The UK stock market kicked off Wednesday on a high note, buoyed by the unexpected deceleration in consumer inflation and the anticipation of pivotal US inflation data. According to the Office for National Statistics, UK consumer price inflation cooled to 2.5% in December, down from November's 2.6%, defying market forecasts of a rise to 2.7%. Producer price inflation also showed a more modest decline than expected. This data has injected a dose of optimism into the markets, with the FTSE 100 climbing 0.7% this morning.

Across the pond, the US inflation figures for December, set to be unveiled this afternoon, could be a game-changer for the markets. The Consumer Price Index (CPI) is anticipated to show a 2.9% year-on-year increase for December. This figure is pivotal as it could sway the Federal Reserve's interest rate decisions. Recent US Producer Price Index (PPI) data revealed a smaller-than-expected uptick, offering some comfort to the markets.

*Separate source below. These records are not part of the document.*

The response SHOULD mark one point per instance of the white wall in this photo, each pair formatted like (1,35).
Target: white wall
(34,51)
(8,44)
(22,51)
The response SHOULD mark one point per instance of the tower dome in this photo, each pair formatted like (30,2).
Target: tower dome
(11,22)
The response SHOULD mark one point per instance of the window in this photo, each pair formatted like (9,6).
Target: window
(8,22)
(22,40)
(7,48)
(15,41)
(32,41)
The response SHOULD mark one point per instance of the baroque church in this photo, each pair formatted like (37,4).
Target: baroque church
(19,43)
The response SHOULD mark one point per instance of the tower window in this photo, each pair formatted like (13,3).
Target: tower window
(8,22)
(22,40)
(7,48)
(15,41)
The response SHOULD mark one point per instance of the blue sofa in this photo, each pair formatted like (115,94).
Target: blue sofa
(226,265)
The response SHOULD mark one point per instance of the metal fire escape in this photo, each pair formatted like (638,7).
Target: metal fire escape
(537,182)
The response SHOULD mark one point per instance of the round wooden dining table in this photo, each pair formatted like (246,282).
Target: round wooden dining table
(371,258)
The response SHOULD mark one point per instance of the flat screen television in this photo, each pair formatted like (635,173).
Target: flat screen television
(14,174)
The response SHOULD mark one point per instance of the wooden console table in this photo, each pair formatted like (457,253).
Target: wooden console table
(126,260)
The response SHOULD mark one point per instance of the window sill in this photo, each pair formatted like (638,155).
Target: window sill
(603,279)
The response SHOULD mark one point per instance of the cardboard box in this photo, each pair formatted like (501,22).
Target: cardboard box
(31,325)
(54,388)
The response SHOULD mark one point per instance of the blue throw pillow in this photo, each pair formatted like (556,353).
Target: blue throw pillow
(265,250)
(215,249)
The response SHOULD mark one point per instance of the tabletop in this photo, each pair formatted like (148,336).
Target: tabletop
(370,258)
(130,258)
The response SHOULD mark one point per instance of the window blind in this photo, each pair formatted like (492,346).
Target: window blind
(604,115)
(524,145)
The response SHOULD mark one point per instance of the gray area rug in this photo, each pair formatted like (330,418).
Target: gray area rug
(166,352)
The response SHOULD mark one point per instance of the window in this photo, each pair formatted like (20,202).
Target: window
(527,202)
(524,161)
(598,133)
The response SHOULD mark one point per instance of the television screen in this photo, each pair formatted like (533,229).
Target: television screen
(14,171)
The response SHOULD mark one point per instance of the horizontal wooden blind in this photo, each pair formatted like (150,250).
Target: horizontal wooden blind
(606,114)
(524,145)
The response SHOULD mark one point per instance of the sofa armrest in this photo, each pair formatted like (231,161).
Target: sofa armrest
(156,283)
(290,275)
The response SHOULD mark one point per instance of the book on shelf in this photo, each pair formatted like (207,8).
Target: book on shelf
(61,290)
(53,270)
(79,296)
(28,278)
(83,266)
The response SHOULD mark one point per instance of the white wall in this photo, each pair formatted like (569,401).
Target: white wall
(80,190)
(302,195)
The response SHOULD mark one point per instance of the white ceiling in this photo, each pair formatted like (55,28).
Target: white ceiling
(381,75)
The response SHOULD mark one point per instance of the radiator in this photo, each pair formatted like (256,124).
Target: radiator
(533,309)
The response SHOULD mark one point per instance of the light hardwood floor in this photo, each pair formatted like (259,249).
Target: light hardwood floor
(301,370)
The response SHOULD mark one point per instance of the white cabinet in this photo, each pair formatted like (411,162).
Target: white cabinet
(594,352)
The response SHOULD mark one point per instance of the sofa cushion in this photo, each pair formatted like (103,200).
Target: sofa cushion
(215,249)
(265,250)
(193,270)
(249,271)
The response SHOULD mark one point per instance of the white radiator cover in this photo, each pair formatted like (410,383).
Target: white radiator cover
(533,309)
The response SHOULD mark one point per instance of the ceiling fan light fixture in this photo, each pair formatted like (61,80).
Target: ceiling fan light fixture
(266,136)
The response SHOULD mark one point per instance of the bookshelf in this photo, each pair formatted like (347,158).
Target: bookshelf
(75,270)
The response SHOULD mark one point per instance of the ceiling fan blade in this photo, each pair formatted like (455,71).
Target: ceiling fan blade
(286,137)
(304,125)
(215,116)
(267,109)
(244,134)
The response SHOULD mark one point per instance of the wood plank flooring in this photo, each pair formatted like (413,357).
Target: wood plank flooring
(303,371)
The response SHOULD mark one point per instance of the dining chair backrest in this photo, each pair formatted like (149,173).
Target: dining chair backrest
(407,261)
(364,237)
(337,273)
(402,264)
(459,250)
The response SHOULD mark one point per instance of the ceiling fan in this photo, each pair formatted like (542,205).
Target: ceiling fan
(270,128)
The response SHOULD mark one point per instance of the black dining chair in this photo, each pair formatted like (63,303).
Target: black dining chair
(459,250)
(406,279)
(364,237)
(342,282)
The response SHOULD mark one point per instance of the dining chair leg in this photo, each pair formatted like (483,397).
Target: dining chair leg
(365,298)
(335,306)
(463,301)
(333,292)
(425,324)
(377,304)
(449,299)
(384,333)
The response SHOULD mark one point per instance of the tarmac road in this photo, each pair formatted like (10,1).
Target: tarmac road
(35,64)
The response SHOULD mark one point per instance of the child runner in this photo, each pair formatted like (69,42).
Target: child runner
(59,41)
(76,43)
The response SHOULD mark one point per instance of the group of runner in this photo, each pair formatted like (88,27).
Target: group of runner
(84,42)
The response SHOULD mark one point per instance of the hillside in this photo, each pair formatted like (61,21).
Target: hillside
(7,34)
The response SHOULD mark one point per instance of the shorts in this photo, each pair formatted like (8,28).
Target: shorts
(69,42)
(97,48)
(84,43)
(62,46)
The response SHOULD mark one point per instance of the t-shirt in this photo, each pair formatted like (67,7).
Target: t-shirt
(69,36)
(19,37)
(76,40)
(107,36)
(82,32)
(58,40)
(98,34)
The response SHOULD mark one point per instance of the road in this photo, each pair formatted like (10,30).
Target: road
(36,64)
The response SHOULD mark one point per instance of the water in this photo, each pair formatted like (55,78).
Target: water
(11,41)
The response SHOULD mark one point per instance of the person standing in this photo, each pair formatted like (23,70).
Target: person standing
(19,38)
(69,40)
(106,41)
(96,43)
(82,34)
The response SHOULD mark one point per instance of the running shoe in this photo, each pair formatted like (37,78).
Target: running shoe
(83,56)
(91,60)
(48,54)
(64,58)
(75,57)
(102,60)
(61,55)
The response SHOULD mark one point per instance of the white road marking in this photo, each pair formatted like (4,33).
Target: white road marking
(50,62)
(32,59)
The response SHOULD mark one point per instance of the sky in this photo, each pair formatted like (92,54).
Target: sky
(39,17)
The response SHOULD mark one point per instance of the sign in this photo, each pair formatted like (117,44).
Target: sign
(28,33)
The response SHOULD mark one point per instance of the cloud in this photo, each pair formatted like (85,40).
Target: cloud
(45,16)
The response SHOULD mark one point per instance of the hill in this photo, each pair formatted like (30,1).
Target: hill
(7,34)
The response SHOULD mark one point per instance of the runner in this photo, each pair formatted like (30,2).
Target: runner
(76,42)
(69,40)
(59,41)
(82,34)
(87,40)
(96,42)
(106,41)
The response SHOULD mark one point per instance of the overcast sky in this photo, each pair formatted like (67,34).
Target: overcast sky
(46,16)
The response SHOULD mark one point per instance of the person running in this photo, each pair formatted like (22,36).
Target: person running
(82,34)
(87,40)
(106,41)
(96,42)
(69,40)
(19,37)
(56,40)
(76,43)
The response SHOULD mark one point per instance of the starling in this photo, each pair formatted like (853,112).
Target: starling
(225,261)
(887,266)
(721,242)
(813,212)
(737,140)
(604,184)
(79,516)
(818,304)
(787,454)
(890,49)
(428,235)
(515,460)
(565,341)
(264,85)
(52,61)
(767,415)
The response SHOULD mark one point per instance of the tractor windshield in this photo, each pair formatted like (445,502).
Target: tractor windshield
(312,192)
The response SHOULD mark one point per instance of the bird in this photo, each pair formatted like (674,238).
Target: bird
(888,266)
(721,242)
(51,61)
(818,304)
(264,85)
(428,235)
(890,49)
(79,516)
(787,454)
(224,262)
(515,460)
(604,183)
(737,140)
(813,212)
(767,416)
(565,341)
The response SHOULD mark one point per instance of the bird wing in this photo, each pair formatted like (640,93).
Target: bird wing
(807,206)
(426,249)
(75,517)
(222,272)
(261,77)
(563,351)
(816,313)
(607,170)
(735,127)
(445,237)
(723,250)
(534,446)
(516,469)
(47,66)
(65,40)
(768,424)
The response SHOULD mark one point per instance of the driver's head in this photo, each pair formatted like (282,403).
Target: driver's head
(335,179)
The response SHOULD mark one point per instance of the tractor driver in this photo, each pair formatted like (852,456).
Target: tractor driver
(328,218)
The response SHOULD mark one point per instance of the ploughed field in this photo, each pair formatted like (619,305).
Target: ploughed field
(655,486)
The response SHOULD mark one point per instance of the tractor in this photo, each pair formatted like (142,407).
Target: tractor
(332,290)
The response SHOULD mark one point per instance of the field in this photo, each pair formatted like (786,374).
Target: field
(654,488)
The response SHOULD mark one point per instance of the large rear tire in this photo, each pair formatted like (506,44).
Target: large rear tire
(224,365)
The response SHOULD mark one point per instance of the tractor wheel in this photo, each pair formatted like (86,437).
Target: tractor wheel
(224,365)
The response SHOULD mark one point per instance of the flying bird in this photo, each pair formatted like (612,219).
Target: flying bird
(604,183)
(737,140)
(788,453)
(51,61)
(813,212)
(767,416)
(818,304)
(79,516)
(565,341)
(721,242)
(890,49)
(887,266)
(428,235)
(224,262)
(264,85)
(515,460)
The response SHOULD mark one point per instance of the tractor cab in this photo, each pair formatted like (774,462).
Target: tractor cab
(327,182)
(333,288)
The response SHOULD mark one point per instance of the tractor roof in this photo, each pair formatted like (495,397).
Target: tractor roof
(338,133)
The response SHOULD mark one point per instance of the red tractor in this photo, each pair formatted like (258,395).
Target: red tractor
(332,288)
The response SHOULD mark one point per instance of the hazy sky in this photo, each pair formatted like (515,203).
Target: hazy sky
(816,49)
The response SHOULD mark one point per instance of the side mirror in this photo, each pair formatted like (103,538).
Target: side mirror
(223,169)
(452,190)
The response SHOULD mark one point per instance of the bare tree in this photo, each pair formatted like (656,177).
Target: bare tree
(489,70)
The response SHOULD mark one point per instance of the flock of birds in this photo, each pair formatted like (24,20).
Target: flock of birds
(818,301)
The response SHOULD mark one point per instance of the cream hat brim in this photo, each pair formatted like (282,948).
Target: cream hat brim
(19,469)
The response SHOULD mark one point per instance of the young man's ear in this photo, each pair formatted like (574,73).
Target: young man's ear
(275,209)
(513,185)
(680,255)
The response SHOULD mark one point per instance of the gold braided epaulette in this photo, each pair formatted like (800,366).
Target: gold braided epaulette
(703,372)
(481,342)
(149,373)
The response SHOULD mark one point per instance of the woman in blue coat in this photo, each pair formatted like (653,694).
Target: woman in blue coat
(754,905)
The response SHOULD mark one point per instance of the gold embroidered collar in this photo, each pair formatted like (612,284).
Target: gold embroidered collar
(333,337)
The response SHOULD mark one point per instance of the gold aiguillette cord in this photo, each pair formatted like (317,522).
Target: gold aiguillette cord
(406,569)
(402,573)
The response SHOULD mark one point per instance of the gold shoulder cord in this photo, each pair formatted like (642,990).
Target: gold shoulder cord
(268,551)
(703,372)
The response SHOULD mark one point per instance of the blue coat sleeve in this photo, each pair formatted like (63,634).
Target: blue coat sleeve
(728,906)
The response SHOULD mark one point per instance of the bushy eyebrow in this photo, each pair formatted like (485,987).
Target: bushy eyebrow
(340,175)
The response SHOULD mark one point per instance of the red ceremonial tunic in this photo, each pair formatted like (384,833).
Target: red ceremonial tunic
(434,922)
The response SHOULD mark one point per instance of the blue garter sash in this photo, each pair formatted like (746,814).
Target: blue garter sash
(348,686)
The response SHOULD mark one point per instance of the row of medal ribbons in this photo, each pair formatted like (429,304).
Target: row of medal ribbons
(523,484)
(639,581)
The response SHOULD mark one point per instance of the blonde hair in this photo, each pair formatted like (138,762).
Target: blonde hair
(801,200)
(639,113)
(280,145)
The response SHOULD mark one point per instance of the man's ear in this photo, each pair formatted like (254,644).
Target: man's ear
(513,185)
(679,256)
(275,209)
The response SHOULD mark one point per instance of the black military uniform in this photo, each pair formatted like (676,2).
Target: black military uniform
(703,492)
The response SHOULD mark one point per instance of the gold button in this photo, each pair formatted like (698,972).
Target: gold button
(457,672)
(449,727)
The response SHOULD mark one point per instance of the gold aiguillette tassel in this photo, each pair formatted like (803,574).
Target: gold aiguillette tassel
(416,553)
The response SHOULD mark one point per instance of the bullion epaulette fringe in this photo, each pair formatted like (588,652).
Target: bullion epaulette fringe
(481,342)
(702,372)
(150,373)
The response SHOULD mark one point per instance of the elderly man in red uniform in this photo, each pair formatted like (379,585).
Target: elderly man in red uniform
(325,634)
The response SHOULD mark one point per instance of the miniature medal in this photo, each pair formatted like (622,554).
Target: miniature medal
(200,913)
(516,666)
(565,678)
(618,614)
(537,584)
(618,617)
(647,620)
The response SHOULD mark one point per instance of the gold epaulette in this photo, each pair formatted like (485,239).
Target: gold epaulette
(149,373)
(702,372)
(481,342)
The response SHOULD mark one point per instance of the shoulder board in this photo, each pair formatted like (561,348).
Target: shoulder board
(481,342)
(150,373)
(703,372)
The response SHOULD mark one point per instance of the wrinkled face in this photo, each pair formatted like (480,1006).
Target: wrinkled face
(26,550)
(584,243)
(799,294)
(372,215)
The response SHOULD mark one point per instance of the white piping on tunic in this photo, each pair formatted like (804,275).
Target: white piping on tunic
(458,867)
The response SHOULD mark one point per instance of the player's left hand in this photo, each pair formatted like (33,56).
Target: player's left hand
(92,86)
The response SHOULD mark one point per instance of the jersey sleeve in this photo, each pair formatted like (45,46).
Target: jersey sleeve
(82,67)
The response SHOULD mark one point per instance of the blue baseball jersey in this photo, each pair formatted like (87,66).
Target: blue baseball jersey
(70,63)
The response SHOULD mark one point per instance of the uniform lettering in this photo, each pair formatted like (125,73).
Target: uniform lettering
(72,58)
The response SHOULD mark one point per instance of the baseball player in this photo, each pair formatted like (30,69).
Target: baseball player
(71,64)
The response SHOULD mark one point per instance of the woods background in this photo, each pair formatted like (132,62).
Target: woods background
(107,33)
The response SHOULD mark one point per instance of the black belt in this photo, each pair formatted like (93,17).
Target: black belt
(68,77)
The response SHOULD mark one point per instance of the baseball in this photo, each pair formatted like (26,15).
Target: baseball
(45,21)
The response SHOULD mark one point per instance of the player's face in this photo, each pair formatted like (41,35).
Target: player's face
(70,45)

In the corporate arena, Shell has announced plans to expand its petrochemical complex in Daya Bay, China, through its joint venture with CNOOC. The expansion, slated for completion by 2028, will feature new facilities to cater to China's domestic demand. Meanwhile, Pfizer is offloading 700 million shares in Haleon, trimming its stake from 15% to about 7.3%. Hays has issued a profit warning, citing a 15% year-on-year drop in net fees for the second quarter. Vistry has cautioned about uncertain market conditions due to sluggish interest rate cuts and rising build-cost inflation, yet it remains steadfast in its earnings forecast for 2024.